You Can Lead a Horse to Water…

In high school, I was a notorious binge reader.  In one series that I particularly enjoyed, the philosophical subtext of the opening book’s plot fascinated me.  I eagerly acquired the second volume in the then already lengthy series and devoured it.  Then the third, the fourth, the fifth and so forth.  However, instead of getting invested in the series as I normally would, I found myself enjoying each subsequent book less and less.  It wasn’t until years later, as I trudged through the final installment of the series, that I realized the reason.  The philosophy had moved from the background and taken over the story.  Where the author had once lead me to water, he was now trying to force me to drink his point of view.  I didn’t want to and it was a struggle to finish.  He has published several books since that series concluded, but I haven’t finished a single one.

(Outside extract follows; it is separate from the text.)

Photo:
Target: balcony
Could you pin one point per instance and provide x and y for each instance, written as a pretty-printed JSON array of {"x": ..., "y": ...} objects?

What it came down to me was that I was no longer being entertained, I was being preached to.  There is a place and a time where I seek preaching, but that isn’t in my fiction.  Themes inevitably find their way into my works, however, I never write with the intent of giving a lesson.  Thematic elements and morality should always be a function of the beliefs of the characters and therefore grounded in their actions.  A character should never need to say that they would sacrifice their own life to save that of their children, they should simply put themselves in harm’s way.  I have found that characters who act upon their beliefs present a much more compelling argument than a monologue.  I see it as one of the great ironies of written fiction; actions are still more powerful than words.

Even the most exquisitely characterized protagonist is still inherently a stand-in for the reader.  Through fiction, I can be a wizard, a space pirate or super hero.  I can live a thousand lives and face a million choices.  I can receive emotional trauma at the hands of a paperback and will pay for the privilege.   Through fiction, I am forced to vicariously confront hard truths in my own world.  Therefore, lessons are more effective when a character I love is placed in a dilemma.  How would I act and react given the same motivations and situations?  Can I truly blame the character for committing perfectly rational, horrible act when I may not have made different decisions?  When I read fiction, I want to be presented with questions, not answers.

Beginning the Discussion: What are some stories that have shaped your own belief systems?